Upfront: Dying wishes

Will California’s new physician-assisted death law make it too easy to die?

By Stephanie Hiller

Physician-assisted death is not suicide. The new End of Life Option Act, passed in August and signed by Governor Jerry Brown on September 8, makes it legal for a physician to prescribe a drug to end a patient’s life.

“But it is not suicide,” says Toni Broaddus, California campaign director of Compassion & Choices, the organization that lobbied hardest in favor of the bill, “and it will not say ‘suicide’ on the death certificate.” Physician-assisted suicide is still illegal in California.

“Californians like to have options,” she says. The issue is about choice: choice at the beginning and choice at the end.

The bill allows a patient to choose to end his or her life rather than suffer until its “natural” end. “It’s a relief for people to know that it’s an option,” says Iris Lombard, who facilitates the Elders Salon Sonoma, an aging-issues discussion group.

While a majority of Californians hailed the passage of the controversial bill, advocates for the disabled say the implications are grim.

“Those of us born with visible or severe limitations are frequently told that our lives are not worth living,” writes Adrienne Lauby in the Peace Press, a bimonthly publication of the Peace & Justice Center of Sonoma County. “We don’t want our deaths determined by doctors working for HMOs who understand how much cheaper a suicide pill is than health treatments,” says Lauby, who hosts Pushing Limits, KPFA’s disability show.

All California organizations for the disabled opposed the bill.

“Until you’ve spent many years in and out of hospitals, you may not understand how flawed the healthcare system is,” says Lauby. “There are regulations, but mistakes are made and patients are manipulated. You have the basic problem of healthcare being profit-driven … It’s easy to imagine people being given the medicine to save money.”

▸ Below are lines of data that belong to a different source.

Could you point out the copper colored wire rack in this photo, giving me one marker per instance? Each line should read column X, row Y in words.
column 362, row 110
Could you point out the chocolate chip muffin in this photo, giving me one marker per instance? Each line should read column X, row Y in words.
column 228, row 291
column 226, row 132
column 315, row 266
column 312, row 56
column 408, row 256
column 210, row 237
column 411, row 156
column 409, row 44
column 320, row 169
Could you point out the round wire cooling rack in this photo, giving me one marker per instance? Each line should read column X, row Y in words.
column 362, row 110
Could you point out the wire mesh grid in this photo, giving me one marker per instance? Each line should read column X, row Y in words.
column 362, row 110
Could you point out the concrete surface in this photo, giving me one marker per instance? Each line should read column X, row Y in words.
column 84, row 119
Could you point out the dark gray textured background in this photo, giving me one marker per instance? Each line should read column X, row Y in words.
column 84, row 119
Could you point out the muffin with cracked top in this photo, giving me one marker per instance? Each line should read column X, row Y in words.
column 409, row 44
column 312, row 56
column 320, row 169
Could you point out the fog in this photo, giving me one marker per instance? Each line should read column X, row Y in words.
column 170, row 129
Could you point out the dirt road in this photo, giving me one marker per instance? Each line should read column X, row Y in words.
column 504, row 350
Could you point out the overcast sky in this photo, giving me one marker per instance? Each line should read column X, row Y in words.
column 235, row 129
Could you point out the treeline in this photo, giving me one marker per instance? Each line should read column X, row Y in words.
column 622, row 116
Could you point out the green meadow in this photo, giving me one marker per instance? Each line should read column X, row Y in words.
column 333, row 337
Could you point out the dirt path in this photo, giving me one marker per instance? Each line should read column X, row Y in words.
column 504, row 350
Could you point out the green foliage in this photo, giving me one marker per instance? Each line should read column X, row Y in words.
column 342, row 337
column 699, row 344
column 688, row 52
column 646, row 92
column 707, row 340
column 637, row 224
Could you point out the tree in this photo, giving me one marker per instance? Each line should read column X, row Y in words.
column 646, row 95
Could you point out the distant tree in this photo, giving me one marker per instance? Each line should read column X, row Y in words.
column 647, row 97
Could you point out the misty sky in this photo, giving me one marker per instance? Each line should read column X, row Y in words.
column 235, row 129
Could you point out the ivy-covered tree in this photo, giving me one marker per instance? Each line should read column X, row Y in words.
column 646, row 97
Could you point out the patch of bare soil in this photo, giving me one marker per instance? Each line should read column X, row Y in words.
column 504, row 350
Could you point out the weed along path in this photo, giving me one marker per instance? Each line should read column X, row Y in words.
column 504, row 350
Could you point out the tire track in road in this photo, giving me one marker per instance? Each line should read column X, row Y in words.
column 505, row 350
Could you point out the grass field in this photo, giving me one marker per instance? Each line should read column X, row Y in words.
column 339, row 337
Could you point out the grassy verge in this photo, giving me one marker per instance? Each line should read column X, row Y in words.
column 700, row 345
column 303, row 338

In the Netherlands, where a similar law has been in place since 2002, “the rate of assisted suicide has gone up many times, and the amount of money for long-term care and medical assistance at the end of life has gone down,” she says.

Dr. Ira Byock, a leader in palliative care in the United States, also cited the Netherlands in a Los Angeles Times op-ed that opposed the law. Instead of letting doctors assist in patients’ deaths, Byock wants to see better palliative care. “Last fall’s Institute of Medicine report Dying in America detailed deficiencies in medical training and practice that contribute to needless suffering,” he wrote. “It also lays out steps that healthcare and long-term care systems, insurers, medical schools and policymakers can take to reliably resolve this crisis.”

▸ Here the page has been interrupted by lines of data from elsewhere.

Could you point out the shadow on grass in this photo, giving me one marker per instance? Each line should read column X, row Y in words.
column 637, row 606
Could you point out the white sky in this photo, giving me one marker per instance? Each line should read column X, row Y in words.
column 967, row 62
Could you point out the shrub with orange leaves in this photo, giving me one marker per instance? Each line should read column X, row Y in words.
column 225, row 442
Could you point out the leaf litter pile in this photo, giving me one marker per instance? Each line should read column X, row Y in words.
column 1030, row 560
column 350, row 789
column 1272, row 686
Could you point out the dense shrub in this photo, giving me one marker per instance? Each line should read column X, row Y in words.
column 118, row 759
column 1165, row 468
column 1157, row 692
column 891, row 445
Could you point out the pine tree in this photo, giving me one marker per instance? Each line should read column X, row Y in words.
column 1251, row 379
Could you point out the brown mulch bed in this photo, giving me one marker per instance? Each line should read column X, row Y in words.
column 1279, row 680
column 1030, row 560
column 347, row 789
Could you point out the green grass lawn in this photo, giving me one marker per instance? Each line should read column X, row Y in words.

In Oregon, the state whose legislation is the model for the California law, the experience has been different. There, less than 1 percent of patients ask for a prescription, and of those, only one-third actually take it.

If not actually pushing people toward suicide, will the new law tend to decrease the amount of time and money allotted to palliative care for people with prolonged terminal illnesses? This is of special concern to poor people who are dependent on state insurance: Will the law push them to take the pill rather than endure prolonged suffering without the comforts of quality palliative care?

And what about the elderly? With a steadily rising population of elders, many of whom are disabled and lack essential services, pressure to expedite their deaths could increase.

But Broaddus believes safeguards in the law protect against such dark outcomes. The process of obtaining the prescription is cumbersome. Patients must be in hospice care and diagnosed with a terminal illness and then interviewed by a mental-health provider to assure mental competence.

Two doctors, seen separately, two weeks apart, must agree that the prescription is warranted. For their protection, patients with terminal dementia are not permitted to request a prescription, another wrinkle in this complicated issue.

The concern is not so much that patients will be routinely forced to choose death by their insurance companies, but that cutbacks in palliative care will push people to choose to die before it’s their time.

For those whose disease cannot be ameliorated, the value of this option is clear. Brittany Maynard moved to Oregon to take her life after she was diagnosed with a virulent form of brain cancer that blocked the effects of pain medication. An unassisted death would have meant unrelieved misery for Maynard, whose right-to-die advocacy started a national conversation about the issue.

For now, most patients aren’t running off to die under the new state law, says Yvonne Baginski, publisher of Born to Age, an annual digest of information for seniors. Baginski has done end-of-life work for three decades and says, “I don’t expect to see a huge onslaught of people seeking this. People are afraid to die. They expect a miracle until the end.”